How many questions do you solve before feeling productive? 😭
I think my brain counts opening the module as studying 💀

I think my brain counts opening the module as studying 💀
Not sponsored. Sharing just to help!
If you need to beat brain fog and are finding some clean energy sources, these neurogums are good, I have bought them multiple times and they really work nice. 40 mg caffeine per gum.
Btw, i know many such products which actually work, if anybody is curious just ask.
Curious what ai study tools have moved the needle for people in this sub, beyond surface level ""use chatgpt for summaries"" takes.

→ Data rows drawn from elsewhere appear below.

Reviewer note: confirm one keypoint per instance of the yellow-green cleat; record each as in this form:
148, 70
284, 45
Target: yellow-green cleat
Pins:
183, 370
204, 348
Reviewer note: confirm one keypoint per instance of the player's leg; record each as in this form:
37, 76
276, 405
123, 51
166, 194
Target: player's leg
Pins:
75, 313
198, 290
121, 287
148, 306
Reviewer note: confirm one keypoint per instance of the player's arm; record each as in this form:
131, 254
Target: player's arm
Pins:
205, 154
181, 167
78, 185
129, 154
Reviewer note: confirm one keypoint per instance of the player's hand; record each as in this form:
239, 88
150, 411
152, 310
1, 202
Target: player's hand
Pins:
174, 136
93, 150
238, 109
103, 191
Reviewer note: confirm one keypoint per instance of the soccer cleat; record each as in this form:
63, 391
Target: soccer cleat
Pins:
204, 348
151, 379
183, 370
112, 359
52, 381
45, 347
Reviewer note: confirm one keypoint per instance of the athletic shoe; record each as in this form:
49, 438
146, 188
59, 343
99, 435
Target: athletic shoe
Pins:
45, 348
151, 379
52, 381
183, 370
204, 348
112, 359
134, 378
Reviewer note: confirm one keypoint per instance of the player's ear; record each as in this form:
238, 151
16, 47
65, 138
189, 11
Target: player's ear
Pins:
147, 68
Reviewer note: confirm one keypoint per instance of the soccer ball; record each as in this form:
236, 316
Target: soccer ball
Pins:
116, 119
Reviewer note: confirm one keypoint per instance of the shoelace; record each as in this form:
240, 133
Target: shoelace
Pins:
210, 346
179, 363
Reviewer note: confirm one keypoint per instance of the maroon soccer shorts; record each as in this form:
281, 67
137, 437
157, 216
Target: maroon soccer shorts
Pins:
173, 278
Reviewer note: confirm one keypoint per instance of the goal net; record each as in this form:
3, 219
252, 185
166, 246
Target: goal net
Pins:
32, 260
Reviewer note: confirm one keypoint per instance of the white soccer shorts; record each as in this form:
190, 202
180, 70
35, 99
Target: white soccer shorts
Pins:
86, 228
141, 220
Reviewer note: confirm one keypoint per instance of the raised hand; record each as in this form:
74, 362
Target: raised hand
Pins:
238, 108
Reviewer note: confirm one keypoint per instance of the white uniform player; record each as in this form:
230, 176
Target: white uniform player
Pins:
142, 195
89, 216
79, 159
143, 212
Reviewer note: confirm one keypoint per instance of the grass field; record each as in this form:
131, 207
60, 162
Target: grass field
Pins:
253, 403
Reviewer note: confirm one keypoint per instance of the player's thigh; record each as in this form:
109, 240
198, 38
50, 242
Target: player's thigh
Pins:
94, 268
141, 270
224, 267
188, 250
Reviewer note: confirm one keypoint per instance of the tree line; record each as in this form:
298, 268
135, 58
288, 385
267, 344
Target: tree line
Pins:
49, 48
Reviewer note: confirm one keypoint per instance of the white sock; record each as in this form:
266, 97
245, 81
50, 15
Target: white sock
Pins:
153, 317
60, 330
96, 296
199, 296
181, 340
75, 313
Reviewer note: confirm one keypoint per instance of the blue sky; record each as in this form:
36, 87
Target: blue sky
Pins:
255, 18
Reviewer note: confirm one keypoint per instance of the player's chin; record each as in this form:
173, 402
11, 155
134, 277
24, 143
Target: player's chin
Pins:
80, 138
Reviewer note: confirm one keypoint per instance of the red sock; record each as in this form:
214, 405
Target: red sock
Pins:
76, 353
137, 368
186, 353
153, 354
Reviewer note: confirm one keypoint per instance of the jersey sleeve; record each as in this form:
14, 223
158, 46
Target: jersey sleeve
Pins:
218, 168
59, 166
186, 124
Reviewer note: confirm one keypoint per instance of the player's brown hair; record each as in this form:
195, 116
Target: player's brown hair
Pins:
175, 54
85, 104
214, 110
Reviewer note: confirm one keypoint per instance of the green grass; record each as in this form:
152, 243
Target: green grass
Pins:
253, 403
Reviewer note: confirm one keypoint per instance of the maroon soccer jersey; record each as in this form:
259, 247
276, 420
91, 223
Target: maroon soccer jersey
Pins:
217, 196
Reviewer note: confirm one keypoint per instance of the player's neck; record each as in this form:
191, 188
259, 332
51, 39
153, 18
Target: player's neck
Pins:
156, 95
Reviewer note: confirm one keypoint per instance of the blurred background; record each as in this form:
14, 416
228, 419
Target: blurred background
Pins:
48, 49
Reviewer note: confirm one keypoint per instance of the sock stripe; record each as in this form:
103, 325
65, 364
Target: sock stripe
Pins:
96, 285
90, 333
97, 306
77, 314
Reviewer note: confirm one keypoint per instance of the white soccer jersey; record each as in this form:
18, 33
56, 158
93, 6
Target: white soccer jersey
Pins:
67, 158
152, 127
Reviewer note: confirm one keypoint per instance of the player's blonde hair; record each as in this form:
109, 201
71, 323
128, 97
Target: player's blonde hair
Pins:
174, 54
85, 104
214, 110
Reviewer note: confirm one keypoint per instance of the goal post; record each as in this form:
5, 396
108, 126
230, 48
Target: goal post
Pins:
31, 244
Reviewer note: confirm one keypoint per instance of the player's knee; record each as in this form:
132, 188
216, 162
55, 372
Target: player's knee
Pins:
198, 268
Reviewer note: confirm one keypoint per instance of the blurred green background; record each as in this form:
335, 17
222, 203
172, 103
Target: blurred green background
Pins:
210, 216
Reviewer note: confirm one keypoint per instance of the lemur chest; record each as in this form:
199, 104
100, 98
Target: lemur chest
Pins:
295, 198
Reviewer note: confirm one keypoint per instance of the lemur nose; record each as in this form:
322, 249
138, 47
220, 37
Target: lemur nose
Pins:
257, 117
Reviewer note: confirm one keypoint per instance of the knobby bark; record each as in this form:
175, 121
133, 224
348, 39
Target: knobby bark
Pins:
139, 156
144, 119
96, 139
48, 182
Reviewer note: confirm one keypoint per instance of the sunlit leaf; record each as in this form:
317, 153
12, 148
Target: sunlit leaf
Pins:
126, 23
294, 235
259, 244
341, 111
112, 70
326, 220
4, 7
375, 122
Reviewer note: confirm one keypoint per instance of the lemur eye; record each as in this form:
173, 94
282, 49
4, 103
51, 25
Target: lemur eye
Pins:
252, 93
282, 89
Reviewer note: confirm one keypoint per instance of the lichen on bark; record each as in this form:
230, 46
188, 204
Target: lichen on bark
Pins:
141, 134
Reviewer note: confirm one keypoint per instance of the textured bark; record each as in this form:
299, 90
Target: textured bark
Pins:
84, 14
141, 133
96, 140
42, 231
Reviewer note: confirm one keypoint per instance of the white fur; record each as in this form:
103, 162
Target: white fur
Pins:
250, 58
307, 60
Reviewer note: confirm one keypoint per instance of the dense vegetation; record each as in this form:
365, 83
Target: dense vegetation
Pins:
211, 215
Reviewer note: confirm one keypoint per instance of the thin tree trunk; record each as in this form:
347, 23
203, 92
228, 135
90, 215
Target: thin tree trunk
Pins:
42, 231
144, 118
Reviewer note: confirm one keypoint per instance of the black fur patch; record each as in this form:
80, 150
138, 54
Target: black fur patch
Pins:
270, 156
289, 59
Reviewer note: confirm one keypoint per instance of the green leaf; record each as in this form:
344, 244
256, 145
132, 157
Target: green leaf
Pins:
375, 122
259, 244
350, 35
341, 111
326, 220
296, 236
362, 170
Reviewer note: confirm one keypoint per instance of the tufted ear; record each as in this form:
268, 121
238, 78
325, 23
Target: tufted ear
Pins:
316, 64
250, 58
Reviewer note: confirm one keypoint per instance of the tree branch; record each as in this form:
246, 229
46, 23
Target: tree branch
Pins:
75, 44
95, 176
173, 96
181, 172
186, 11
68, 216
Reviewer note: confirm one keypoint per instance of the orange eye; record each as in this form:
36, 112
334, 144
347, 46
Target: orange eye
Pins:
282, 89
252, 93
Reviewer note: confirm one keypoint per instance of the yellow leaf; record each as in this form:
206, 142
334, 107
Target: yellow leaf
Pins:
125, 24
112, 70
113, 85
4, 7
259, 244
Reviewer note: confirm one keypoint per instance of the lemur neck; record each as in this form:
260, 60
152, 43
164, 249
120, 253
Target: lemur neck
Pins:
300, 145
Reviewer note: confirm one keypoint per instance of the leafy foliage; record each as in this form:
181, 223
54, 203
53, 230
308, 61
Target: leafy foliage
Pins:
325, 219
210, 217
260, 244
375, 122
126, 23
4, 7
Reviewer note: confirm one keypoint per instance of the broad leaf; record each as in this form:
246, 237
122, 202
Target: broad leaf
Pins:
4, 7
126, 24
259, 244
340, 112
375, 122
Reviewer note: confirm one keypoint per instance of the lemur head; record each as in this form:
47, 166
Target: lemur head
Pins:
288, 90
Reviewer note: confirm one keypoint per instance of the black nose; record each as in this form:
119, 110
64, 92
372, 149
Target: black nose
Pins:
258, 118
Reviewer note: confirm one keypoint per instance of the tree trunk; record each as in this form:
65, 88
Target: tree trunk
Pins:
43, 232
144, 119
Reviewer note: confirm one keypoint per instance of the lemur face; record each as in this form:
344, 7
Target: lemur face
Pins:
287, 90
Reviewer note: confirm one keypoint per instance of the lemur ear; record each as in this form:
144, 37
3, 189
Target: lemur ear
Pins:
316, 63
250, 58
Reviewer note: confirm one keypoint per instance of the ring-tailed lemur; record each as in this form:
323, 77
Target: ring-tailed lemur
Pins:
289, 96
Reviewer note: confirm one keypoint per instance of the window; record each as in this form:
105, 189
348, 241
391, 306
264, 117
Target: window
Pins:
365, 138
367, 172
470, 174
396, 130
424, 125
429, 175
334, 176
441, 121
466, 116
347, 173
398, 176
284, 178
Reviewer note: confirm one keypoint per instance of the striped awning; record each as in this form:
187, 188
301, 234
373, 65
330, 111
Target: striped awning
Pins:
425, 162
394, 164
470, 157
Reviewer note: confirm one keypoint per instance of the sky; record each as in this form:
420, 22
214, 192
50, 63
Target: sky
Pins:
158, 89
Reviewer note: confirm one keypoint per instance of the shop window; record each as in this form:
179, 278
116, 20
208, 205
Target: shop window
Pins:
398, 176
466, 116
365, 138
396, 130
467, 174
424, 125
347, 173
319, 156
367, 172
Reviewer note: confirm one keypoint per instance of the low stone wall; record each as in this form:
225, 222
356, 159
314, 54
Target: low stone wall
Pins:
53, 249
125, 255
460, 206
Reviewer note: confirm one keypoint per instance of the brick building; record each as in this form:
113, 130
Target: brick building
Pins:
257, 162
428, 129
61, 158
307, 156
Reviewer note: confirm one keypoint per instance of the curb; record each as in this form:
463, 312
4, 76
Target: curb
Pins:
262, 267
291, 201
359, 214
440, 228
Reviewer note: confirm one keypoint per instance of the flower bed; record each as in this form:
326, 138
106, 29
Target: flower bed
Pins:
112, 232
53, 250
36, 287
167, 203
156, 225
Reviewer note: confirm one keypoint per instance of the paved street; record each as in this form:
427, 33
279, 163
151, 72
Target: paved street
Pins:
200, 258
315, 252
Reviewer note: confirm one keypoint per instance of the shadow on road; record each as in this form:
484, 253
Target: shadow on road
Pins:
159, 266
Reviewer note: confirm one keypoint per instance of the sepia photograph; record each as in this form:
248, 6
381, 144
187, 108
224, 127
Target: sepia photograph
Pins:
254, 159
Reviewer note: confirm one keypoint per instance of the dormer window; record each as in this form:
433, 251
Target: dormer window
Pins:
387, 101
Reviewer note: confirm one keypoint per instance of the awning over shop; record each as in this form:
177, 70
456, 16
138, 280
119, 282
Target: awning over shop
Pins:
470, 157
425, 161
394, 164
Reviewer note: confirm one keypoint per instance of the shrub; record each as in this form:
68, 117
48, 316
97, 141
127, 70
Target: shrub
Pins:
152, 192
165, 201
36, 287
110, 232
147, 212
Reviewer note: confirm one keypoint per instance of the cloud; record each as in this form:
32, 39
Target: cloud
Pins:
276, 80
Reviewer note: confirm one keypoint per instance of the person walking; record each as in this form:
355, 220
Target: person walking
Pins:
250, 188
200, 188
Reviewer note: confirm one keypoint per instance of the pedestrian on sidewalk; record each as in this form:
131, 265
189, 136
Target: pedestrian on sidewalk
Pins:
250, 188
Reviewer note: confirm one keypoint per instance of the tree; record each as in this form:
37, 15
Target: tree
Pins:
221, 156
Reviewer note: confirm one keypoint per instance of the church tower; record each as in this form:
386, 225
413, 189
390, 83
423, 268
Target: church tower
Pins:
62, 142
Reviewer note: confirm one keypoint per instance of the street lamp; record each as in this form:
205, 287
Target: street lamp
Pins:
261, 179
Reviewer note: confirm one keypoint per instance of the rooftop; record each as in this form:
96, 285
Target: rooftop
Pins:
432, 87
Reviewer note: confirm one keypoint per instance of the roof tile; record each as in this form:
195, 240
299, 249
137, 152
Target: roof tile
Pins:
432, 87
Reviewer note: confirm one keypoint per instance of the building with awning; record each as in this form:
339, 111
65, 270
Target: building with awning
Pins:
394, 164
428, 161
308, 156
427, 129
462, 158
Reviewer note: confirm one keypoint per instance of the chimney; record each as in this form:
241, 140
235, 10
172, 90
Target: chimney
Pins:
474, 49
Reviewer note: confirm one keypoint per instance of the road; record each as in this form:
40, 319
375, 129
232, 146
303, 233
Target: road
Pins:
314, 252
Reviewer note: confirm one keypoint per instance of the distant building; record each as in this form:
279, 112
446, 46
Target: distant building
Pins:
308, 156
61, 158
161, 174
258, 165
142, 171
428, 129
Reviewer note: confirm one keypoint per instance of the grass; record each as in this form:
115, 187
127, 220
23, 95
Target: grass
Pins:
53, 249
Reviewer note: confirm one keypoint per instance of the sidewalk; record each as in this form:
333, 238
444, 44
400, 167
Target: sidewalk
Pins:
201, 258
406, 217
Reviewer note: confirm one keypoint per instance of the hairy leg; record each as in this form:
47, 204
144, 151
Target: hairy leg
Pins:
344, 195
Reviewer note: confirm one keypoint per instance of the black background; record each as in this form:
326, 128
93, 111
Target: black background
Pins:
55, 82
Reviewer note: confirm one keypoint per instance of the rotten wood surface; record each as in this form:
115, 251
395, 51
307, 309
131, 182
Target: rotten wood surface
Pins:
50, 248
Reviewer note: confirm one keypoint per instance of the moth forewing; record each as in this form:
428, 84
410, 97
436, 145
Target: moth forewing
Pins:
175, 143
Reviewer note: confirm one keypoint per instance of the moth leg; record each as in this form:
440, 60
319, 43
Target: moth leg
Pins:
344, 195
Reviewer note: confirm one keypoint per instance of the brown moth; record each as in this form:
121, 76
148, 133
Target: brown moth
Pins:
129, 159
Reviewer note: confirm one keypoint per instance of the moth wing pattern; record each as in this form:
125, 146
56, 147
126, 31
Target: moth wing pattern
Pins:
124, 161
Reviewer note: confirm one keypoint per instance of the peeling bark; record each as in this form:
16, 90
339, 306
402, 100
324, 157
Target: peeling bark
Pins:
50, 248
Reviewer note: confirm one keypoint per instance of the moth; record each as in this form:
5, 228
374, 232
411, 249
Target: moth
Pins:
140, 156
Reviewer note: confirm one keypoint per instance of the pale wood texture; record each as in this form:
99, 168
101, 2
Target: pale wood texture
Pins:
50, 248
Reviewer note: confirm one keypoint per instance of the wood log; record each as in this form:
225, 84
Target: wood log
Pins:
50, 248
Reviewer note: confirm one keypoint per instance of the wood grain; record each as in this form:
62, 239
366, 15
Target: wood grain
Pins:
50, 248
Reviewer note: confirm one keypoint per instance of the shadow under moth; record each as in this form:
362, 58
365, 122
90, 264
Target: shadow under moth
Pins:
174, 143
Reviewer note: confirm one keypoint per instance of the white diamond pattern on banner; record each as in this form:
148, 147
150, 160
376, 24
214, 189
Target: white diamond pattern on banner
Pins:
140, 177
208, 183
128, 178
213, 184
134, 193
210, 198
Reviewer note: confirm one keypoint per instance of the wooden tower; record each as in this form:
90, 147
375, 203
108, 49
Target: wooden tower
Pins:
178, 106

I'm two months into trying to build a study workflow that uses ai for the parts where it helps, summarizing, generating practice questions, transcribing lectures, while keeping the parts where I do better manually, active recall, deep reading, working through proofs.
The tools I've tried so far either feel like marketing wrappers around chatgpt or solve a tiny piece of the workflow but force me to bounce between five apps. Looking for the one ai study tool that's been worth keeping in your stack longer than a month, ideally something you'd recommend to a friend without caveats. Bonus points if it handles both note taking and review.
hey, I was just wondering how on earth I’ve got 5 days to memorise both of these my maps but also another two of the same length so I’ve got four collections of mindmaps (topics 1 to 4) how on earth memorise them in 5 days? it is for history any tips? And is it possible?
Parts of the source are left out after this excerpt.